Evo estudou, jogou futebol e aprendeu música. Formou-se no colégio Béltran
Ávila, de Oruro, fez o serviço militar e depois foi viver na região do
Chapare, junto com seus pais, onde trabalhavam na produção de frutas. AS duras
condições de vida da sua família e do seu meio foram levando Evo a tomar
consciência social da situação dos indígenas, sendo ele mesmo vítima da
discriminação e da repressão, por ser cocaleiro. Começou a participar da
atividade sindical em 1983, quando foi nomeado secretário de esportes de seu
sindicato, em Porto São Francisco.
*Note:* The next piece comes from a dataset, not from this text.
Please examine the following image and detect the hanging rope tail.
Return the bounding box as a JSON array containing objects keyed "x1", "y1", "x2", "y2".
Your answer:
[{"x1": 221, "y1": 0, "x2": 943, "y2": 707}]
Em 1988 assume a secretaria executiva da
Federação do Trópico, envolvendo-se cada vez mais com a atividade sindical.
Defende a defesa dos recursos naturais, a defesa dos direitos humanos e a luta
pela justiça social, com referencias de sua atividade política, ascendendo do
sindicato à federação e à presidência das 6 federaçõs de Cochabamba, onde
conhece grande parte dos trabalhadors mineiros da década de 1970-80, que
buscavam refúgio e trabalho na região do Chapare, de quem apreende a
experiência histórica do movimento mineiro boliviano.
A partir de 1990 Evo participa da Central Operária Boliviana, passando a
incorporar as posições estratégicas da direção da COB, de tomada do poder pela
aliança operário-camponesa. Se aproxima mais dos dirigentes dos sindicatos
cocaleiros, quando começa a se colocar, junto a outros militantes, a
necessidade de criação de uma organização diretamente política, quando fundam
o Instrumento Político pela Soberania dos Povos – IPSP. Não conseguem
registrar legalmente a organização, mas Evo entra ao Movimento ao Socialismo
(MAS) e em 1997 é eleito para o Parlamento, onde se enfrenta aos partidos
tradicionais – MNR, MIR, ADN e outros – que terminam expulsando-o do
Congresso.
Em 2002 Evo se candidata à presidência da Bolívia, como primeiro líder
indígena a postular esse cargo, chegando ao segundo turno, contra Sanchez de
Losada, a quem o Congresso escolhe como presidente. As grandes manifestações
de 2003 derrubam a Sanchez de Losada e as deste ano derrubam também a seu
sucessor, Carlos Meza.
Nestas eleições o MAS escolheu a Álvaro Garcia Linera como candidato a vice-
presidente. Álvaro nasceu em 19 de outubro de 1962 – tem 44 anos -, estudou em
Cochabamba e em La Paz, concluindo seus estudos superiores no México, em
matemática. Ingressou na política através do Exército Guerrilheito Tupák
Katari, com um projeto de luta pelo poder através da luta guerrilheira. O
movimento é reprimido e derrotado, Álvaro foi preso e condenado junto a vários
dos seus companheiros, tendo ficado 5 anos na cárcere. Um dos mais importantes
intelectuais da nova geração na América Latina e o Caribe, Álvaro é o
principal teórico da estratégia de campanha e de governo do MAS.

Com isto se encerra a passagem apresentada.